La vida feliz en Cautelandia

Cuando los argentinos se den cuenta del peligro mayúsculo que para sus derechos y sus libertades supone el activismo judicial desbocado, muchas cosas comenzarán a cambiar en el país.

Los jueces a menudo recelan de la interferencia de la política en su trabajo, pero cuando tienen la ocasión, no dudan en meterse en las cosas de la política, como si tuviesen el derecho divino de hacerlo. Muchos magistrados sueñan en su intimidad con ser legisladores o ministros. Ello, sin contar con que un juez de la Corte Suprema, muy conocido él, quiere ser nada menos que Presidente de la Nación.

La forma que los jueces han encontrado para ejercer una suerte de gobierno paralelo y subrogarse así, ilegítimamente, en las decisiones que corresponden a otros poderes del Estado, ha adoptado la forma de medidas cautelares.

Hablamos de órdenes judiciales tajantes y expeditivas, de automática ejecución, que en una gran cantidad de casos se adoptan sin audiencia de la parte perjudicada; que se conceden sin contracautelas y muchas veces en abierta contradicción con el principio fumus bonis iuris, o apariencia de buen derecho.

Todo buen juez que se precie siempre tiene una cautelar a mano y otra cautelarcita en el horno, porque un juez sin cautelares es como camionero sin piola o modista sin tijera.

Las medidas cautelares son también llamadas «provisionales», precisamente porque son inestables y precarias, en razón del examen superficial del derecho y del peligro en la demora. Pero aun a despecho de su precariedad, la cautelar es la forma de vivir que tienen los argentinos; es decir, siempre sobre ascuas, sin saber si están pisando terreno firme o no.

Un juez cualquiera, aun del rango menos favorecido de la escala, puede en cuestión de minutos echar abajo una ley, tumbar un decreto o anular la eficacia de cualquier acto serio de los otros poderes públicos. Para eso, el argumento constitucional (un valetodo jurídico) les proporciona un paraguas de protección casi infinita. Saben que nadie o casi nadie les va a pedir cuentas por una cautelar prevaricadora o por una medida para la cual carecen de competencia.

Así, un juez penal de Campana puede echar abajo un acto administrativo en La Quiaca, que a nadie le parecerá extraño ni irracional. Siempre que la resolución tenga un cierto vuelo literario. No en vano, muchos jueces creen que la palabra 'cautelar' viene del francés «cautelaire» y por eso se creen que deben escribirlas cual si fuesen Baudelaire.

A nadie le procupa que la justicia, que existe para establecer verdades jurídicas objetivas y virtualmente definitivas, emplee buena parte de sus recursos en consagrar el imperio de la provisionalidad, con verdades a medias.

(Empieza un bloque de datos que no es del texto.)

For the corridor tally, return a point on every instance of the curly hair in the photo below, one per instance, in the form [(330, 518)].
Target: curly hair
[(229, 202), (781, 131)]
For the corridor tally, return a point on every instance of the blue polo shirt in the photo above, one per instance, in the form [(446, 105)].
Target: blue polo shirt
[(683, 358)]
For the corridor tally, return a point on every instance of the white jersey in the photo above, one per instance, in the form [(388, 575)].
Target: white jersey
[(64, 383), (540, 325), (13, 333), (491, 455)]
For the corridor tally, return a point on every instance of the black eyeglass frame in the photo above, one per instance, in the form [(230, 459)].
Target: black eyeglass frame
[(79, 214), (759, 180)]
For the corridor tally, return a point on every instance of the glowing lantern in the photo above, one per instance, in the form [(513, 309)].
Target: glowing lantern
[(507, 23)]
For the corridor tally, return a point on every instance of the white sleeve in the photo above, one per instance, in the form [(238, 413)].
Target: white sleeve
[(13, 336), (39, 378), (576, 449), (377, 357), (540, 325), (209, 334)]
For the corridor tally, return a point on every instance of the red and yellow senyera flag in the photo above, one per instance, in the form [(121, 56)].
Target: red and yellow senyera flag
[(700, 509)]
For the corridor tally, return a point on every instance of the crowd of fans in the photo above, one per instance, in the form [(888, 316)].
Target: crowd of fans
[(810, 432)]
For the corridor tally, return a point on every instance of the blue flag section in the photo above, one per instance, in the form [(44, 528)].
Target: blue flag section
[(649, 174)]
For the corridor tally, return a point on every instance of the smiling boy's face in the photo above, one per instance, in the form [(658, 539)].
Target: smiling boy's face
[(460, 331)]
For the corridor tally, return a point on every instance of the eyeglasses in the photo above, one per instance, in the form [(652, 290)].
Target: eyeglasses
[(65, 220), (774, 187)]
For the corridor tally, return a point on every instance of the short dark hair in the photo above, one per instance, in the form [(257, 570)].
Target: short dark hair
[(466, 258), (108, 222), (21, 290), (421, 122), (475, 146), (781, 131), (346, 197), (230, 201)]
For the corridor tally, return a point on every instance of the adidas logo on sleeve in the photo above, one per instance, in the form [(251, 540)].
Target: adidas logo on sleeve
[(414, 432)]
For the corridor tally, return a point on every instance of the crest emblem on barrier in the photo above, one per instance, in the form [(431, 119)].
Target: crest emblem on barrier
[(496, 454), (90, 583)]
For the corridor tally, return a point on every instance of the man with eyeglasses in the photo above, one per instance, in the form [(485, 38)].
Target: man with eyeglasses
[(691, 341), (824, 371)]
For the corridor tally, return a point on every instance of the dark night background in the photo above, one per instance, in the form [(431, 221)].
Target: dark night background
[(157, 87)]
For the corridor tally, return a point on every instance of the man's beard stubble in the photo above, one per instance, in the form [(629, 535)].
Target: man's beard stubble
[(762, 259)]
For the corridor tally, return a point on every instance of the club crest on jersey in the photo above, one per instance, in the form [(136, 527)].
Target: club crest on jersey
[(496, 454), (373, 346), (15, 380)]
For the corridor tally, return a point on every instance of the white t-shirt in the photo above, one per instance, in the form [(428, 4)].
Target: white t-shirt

Es la tiranía ardiente de las apariencias frente a la tibieza de la realidad. Al fin y al cabo, ¿por qué preocuparse por esto, si el país en su conjunto es un continuo coexistir de medias verdades y medias mentiras?

Cuando un gobierno no puede hacer lo que se propone, porque el activismo judicial no le deja, ¿qué de malo hay en intentar meter mano en la judicatura para poner allí a jueces que en lugar de destruir sus decisiones las aplaudan? Si al final le están sirviendo a los tiranos el desayuno en bandeja.

Es decir, que si los jueces no se metieran tanto en la política, so pretexto de defender la Constitución y vaya a saber qué valores superiores intangibles e invariables desde el Código de Hammurabi, probablemente los políticos les dejarían hacer su trabajo con más tranquilidad.

Para peor, la doctrina jurídica de las medidas cautelares de la Argentina es una de las más sofisticadas del mundo. Mientras en otros países este tipo de pretensiones suelen ser sometidas a un análisis exhaustivo y a miradas desconfiadas, para no favorecer el oportunismo, la indefensión y la vulneración de derechos de personas ajenas al proceso, en la Argentina el negocio cautelar marcha viento en popa.

Tanto, que algunos poco informados celebran las resoluciones judiciales cautelares como un verdadero triunfo. Así, aunque el fondo del asunto se pierda irremediablemente. Una cautelar bien trabada es para muchos, la contracara de lo que se ha dado en llamar últimamente el 'revés judicial'.